In: Biology
A competing commercial effort to sequence the human genome was initiated by the company Celera in 1997. How was their approach different from the Human Genome Project?
Ans: E. They used a whole-genome shotgun sequencing method that eliminates the step of assembling a physical map of the genome.
The Human Genome Project (HGP) was an international collaborative research programme by the 'International Human Genome Sequencing Consortium', as the Human Genome Project team was known, involved scientists from 20 institutions in six countries: France, Germany, Japan, China, the UK and the USA. The HGP was started on October 1, 1990 and completed in April 2003. The primary goal of HGP was to discover the complete genome of human DNA. The 13 year project includes genetic mapping, physical mapping, DNA sequencing, gene identification, technology development and ethical, legal and social implications.

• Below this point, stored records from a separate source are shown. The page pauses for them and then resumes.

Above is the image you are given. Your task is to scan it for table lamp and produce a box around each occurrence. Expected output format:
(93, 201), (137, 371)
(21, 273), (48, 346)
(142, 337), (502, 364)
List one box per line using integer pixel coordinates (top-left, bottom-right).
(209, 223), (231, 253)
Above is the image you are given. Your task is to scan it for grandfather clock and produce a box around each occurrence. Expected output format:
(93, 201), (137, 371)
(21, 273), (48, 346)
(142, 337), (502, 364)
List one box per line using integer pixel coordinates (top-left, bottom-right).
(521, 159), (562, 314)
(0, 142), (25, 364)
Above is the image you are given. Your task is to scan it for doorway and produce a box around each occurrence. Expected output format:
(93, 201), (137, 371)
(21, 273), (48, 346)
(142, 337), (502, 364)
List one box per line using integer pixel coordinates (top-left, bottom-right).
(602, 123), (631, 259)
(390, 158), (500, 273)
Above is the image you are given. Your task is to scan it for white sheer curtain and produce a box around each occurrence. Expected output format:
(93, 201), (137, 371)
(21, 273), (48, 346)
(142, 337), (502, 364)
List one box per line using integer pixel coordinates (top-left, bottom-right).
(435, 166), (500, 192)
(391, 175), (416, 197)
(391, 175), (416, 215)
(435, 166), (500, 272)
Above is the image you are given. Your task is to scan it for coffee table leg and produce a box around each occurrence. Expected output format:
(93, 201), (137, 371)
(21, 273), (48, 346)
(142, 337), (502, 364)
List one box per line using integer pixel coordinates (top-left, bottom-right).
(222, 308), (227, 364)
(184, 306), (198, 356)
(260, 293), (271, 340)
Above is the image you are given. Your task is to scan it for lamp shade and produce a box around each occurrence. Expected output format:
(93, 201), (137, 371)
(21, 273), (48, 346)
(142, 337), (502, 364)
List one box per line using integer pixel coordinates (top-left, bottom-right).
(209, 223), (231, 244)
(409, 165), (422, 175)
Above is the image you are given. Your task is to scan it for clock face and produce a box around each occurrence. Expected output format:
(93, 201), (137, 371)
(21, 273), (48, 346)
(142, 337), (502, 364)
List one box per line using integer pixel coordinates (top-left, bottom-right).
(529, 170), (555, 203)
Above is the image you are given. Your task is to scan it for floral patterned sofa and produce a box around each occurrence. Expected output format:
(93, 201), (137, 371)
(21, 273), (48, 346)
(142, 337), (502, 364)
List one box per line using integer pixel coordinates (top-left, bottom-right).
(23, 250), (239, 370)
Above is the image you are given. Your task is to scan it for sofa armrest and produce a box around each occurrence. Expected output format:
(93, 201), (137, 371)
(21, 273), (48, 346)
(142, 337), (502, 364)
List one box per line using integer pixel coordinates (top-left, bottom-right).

In 1998, the entry of a private company Celera Genomics into the human genome sequencing arena leads a race to sequence the human genome. Craig Venter, an American researcher, (founder of the Institute for Genomic Research in Maryland, USA), launched a private company Celera Genomics. Craig Venter was a scientist at the NIH during the early 1990s when the HGP project was initiated. The Celera technique on human genome sequencing called whole genome shotgun (WGS) sequencing. They employed pair wise end sequencing, which had been used to sequence bacterial genomes of up to six million base pairs in length, but not for anything nearly as large as the three billion base pair human genome.